Saturday, April 14, 2018

Selecting Long term or Short term Trading

Trading and buying currency known as forex (Foreign Exchange) is one business that is quite difficult but has a reward (potential profit) is quite tempting. In general there are two kinds of terms for the type of trade, which is long-term trading or often called Long term trading, and also trading in the short term called Short term trading.

Both types of trading have their own management strategies and ways. Many professional traders often say, "that one of the keys to success in financial markets is knowing what kind of trade suits you best." As it is roughly.

Here we will discuss the typical trading in forex trading.

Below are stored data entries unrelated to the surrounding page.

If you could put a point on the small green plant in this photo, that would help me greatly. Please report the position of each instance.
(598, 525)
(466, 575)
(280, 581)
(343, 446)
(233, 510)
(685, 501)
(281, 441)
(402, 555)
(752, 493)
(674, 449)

Short-term or Short Term Trading is a typical type of trading that opens a position within a maximum period of 1 week. Broadly speaking, Short term or short term trading has little disadvantage, that is, we should have plenty of time to keep track of market movements over time, either within a day or several days of the week.

Typically, this short term type trader opens and closes the position in less than a week - or even a day. There is even a position open and close it for a few minutes only, this type of trader is often known as a scalper (using a minute time frame and 1 hour). Most Short Term traders also use H1 or H4 time frame basis to see the outline of the current trend.

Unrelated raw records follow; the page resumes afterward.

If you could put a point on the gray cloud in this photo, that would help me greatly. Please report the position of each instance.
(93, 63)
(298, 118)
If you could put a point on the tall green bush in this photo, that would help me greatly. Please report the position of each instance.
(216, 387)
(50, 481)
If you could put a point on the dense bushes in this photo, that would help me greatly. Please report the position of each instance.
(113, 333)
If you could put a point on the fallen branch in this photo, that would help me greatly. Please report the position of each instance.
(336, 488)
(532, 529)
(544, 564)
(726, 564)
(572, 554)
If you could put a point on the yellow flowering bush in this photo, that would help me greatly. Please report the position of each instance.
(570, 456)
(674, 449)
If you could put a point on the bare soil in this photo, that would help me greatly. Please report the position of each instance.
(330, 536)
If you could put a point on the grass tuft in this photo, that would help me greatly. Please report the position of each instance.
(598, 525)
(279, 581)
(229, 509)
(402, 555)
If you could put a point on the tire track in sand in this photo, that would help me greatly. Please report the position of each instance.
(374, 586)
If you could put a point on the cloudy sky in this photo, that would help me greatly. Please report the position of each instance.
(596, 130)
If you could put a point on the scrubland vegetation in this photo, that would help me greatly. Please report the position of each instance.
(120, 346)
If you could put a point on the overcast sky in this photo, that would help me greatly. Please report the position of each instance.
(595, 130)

As for the long term type is a typical trading that opened the position for weeks and even months. In forex trading we very rarely meet typical traders like this. In the same way with short term trading, Long term trading type also has a few drawbacks. That is, you have to be really patient when the market does not give signals. This will certainly take time just to wait for the signal from the market, but the advantage is that you do not need much time to keep an eye on the market.



If you are trying to use this type of short term trading type, it is expected you to have plenty of time to monitor market conditions. And type of short term type is likely to have a greater risk, because within a week will certainly open a lot of positions, so the opportunity for loss was also greater.

On the other hand, long term trading also has few constraints, namely the issue of capital magnitude. What we mean by capital is, because long term trading types are also likely to lose more than short term trading. This is because long term trading opens and closes positions in minimal weekly time. So when the losers, surely greater than the short term type of trading.

Actually there is still a lot of writing about these two types of trade, but we will not discuss it too specific in this paper. It should be emphasized again, that one of the keys of successful forex business is to recognize what type of trader you are. Or how you trade.